- O Ministério Público arquivou cerca de cinquenta queixas-crime recebidas ou remetidas pela Comissão Nacional de Eleições sobre cartazes do Chega, considerados discriminatórios.
- Os cartazes questionados diziam, entre outros, “Os ciganos têm de cumprir a lei”, “Isto não é o Bangladesh” e “Os imigrantes não podem viver de subsídios”.
- O MP entendeu que as mensagens não constituem incitamento ou ameaça contra as minorias visadas.
- A decisão mantém a ideia de que as mensagens podem ser legais, dentro do âmbito da liberdade de expressão.
- A informação foi avançada pelo Correio da Manhã e confirmada pelo Público.
O Ministério Público arquivou cerca de cinquenta queixas-crime recebidas ou remetidas pela Comissão Nacional de Eleições (CNE) sobre cartazes do Chega. As mensagens, consideradas alegadamente discriminatórias, geraram polémica pública em Portugal.
Segundo o MP, as expressões em causa não configuram incitamento nem ameaça contra as minorias visadas. A posição mantém-se mesmo após a análise dos textos presentes nos cartazes, que geraram queixas por parte de cidadãos e entidades.
As queixas viram o arquivamento confirmado por fontes. A notícia foi avançada pelo Correio da Manhã e confirmada pelo jornal Público, que não cita alterações legais substantivas, apenas a avaliação de ilegalidade potencial sem caracterizar crime.
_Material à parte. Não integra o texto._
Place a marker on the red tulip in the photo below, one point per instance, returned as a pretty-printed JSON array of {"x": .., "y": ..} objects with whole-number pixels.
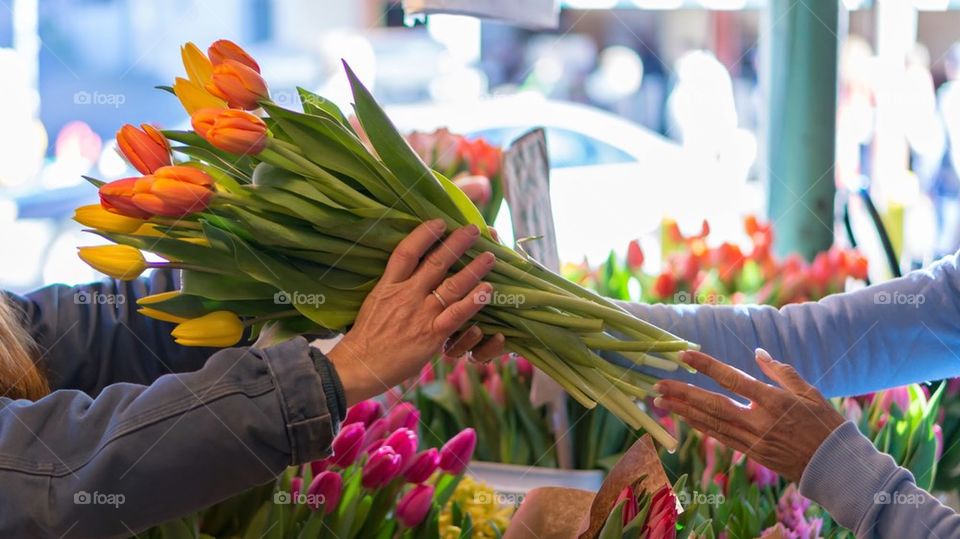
[
  {"x": 381, "y": 468},
  {"x": 224, "y": 49},
  {"x": 237, "y": 84},
  {"x": 145, "y": 149},
  {"x": 404, "y": 442},
  {"x": 348, "y": 444},
  {"x": 414, "y": 506},
  {"x": 422, "y": 466},
  {"x": 455, "y": 455},
  {"x": 231, "y": 130},
  {"x": 365, "y": 412},
  {"x": 325, "y": 489}
]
Arquivamento e posição institucional
- O MP diz ter concluído que as mensagens não excedem o enquadramento jurídico típico da liberdade de expressão.
- A Comissão Nacional de Eleições foi quem remeteu parte das queixas, em contextos de controvérsia eleitoral.
- A decisão não invalida a possibilidade de que as peças associadas possam ser consideradas ilegais, dependendo de futuras interpretações ou alterações legislativas.